Because the GDAP1 gene is expressed in Schwann cells and neurons, it is associated with a wide spectrum of neuropathologic abnormalities, leading to the possible existence of several types of CMT, such as axonal, demyelinating, or intermediate AR CMT (Baxter et al. 2002; Cuesta et al. 2002; Senderek et al. 2003). In this study, sural nerve biopsy of our AD CMT patient (Fig. 1a, I-1) demonstrated both an axonal and demyelinating form of neuropathy. The axonal degeneration and demyelination produced by the GDAP1 mutation can be explained by the fact that GDAP1 is involved in the developmental steps needed for the formation and maintenance of myelin. Thus, GDAP1 mutations will add to our understanding of the biopsy findings in the AD CMT patient.

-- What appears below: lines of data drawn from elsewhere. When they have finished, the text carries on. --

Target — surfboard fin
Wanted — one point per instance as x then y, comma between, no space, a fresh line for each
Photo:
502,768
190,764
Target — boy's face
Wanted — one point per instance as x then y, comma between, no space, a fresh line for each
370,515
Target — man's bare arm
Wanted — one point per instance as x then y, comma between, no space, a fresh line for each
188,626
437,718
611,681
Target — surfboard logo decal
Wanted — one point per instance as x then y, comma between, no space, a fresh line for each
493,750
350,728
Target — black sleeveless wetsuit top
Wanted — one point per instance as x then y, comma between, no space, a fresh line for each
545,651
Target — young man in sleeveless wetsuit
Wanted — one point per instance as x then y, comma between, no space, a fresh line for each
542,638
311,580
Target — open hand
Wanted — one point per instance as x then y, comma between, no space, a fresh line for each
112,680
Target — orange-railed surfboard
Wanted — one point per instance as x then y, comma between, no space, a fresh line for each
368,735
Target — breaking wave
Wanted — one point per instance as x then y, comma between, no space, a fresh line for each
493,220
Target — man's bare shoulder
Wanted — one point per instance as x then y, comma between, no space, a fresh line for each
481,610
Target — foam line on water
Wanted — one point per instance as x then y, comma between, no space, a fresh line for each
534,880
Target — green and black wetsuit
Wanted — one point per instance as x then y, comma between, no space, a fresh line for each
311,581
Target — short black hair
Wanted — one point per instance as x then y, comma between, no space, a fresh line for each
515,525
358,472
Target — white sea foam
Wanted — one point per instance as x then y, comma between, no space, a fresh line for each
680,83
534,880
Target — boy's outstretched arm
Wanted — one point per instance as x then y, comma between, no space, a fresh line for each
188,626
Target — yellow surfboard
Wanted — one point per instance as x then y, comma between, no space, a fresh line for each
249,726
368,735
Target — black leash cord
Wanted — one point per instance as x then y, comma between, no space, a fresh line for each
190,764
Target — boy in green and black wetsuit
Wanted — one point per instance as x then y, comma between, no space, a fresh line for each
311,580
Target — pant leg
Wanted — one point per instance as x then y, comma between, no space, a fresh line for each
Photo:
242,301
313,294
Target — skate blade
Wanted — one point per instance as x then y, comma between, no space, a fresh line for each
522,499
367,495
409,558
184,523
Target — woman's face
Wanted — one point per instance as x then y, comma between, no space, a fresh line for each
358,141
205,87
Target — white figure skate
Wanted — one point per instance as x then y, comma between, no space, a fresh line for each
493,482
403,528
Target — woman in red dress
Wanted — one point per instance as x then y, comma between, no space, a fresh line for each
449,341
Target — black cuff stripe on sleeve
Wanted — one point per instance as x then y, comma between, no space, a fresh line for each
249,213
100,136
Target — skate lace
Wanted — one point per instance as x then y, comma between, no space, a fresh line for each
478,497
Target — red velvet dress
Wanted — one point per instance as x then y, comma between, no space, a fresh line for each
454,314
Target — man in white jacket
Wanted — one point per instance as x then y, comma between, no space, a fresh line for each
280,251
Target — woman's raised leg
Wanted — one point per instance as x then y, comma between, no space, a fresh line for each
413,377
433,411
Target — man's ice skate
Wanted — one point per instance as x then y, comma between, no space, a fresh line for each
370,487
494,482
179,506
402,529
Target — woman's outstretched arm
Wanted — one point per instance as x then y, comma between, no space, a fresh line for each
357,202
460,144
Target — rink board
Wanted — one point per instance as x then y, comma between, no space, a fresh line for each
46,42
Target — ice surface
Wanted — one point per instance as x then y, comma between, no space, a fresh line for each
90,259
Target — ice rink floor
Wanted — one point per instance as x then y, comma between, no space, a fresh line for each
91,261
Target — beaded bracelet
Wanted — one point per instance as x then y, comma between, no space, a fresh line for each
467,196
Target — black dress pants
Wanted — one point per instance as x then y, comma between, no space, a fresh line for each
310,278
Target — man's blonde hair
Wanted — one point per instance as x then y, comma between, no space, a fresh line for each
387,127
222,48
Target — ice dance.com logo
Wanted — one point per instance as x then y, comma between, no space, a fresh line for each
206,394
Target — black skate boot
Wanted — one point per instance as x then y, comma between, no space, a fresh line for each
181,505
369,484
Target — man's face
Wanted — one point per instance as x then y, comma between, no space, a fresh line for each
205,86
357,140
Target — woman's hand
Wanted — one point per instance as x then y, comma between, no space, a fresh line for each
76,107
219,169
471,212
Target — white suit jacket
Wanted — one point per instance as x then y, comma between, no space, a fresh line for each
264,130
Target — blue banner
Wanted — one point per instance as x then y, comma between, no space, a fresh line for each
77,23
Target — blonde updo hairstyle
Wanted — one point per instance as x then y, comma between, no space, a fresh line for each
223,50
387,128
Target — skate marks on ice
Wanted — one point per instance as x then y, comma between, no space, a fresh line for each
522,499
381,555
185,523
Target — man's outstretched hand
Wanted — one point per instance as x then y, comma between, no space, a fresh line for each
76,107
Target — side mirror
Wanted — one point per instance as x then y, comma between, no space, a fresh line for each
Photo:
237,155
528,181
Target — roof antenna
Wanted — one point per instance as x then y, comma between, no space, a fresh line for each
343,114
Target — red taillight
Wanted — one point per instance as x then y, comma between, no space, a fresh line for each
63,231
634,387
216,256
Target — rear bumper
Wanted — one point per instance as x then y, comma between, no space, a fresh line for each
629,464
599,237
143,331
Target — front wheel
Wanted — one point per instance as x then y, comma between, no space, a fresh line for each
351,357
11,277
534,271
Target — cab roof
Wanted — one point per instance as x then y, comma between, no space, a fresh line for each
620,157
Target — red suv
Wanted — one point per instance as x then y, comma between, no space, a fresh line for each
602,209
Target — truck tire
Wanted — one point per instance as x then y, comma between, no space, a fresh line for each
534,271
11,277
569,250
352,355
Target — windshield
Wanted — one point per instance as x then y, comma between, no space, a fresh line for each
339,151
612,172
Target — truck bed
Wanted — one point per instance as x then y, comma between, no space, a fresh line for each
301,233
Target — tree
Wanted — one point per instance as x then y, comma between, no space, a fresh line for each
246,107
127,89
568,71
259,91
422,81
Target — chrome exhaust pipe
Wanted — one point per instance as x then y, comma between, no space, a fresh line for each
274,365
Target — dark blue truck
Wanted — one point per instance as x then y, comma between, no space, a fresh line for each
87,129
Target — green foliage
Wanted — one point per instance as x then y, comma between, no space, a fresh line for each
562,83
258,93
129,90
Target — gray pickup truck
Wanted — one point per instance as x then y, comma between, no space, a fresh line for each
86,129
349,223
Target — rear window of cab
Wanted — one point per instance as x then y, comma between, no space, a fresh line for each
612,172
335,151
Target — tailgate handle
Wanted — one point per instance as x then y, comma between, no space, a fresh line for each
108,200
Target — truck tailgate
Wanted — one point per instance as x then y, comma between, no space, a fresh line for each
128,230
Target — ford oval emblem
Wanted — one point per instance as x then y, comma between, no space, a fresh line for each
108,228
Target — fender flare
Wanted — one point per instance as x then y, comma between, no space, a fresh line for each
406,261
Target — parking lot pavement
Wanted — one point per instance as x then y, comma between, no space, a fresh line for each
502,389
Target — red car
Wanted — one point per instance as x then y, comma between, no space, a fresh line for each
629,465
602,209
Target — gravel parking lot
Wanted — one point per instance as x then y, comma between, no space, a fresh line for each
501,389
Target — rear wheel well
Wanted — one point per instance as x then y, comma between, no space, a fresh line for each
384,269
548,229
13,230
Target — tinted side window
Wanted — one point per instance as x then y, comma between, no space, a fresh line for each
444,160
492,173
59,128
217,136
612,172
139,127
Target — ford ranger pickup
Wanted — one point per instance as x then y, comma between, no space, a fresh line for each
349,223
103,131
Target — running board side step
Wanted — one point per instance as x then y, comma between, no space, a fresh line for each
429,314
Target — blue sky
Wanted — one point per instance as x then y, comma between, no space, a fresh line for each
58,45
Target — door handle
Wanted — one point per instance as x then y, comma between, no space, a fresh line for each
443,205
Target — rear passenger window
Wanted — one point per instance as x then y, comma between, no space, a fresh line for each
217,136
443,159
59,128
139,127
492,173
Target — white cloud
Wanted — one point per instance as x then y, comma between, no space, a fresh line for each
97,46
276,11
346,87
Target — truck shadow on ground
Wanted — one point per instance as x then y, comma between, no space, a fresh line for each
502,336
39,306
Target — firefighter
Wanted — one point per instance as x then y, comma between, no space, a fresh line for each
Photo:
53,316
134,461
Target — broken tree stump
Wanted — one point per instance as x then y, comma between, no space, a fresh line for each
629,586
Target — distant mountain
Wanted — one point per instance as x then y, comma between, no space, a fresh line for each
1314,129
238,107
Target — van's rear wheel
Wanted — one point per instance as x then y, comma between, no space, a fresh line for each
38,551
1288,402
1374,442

Most AR CMT patients with the GDAP1 gene mutation show a very early disease onset, usually during infancy, with a severe phenotype that can include vocal cord paresis, diaphragmatic paralysis, or kyphoscoliosis (Birouk et al. 2003; Stojkovic et al. 2004). The majority of patients with this type of AR CMT have delayed developmental milestones due to the marked weakness and wasting of the distal muscles of the four limbs, which lead to severe disability and the use of a wheelchair at the beginning of their second decade (Bernard et al. 2006). In addition, the duality of phenotypes was displayed within an AR CMT family having the same mutation site in GDAP1 (Nelis et al. 2002). However, it has been reported that AD CMT patients with the R120W GDAP1 mutation experience disease onset at the end of their second decade, show very slow disease progression, and have a much milder phenotype than patients with AR CMT (Claramunt et al. 2005). In our study, the phenotypes of our AD CMT patients were very similar to those of the Spanish AD CMT patients with the R120W GDAP1 mutation. Patient 1 was in his mid-third decade at disease onset, and his daughter began to show signs of the disease during her second decade. The proband (M/68) and her daughter (F/36) are currently able to walk on their own and need no orthopedic devices. Even though further evaluations are needed to confirm the hypothesis, the clinical features of GDAP1 mutations may differ between patients with AR CMT and those with AD CMT.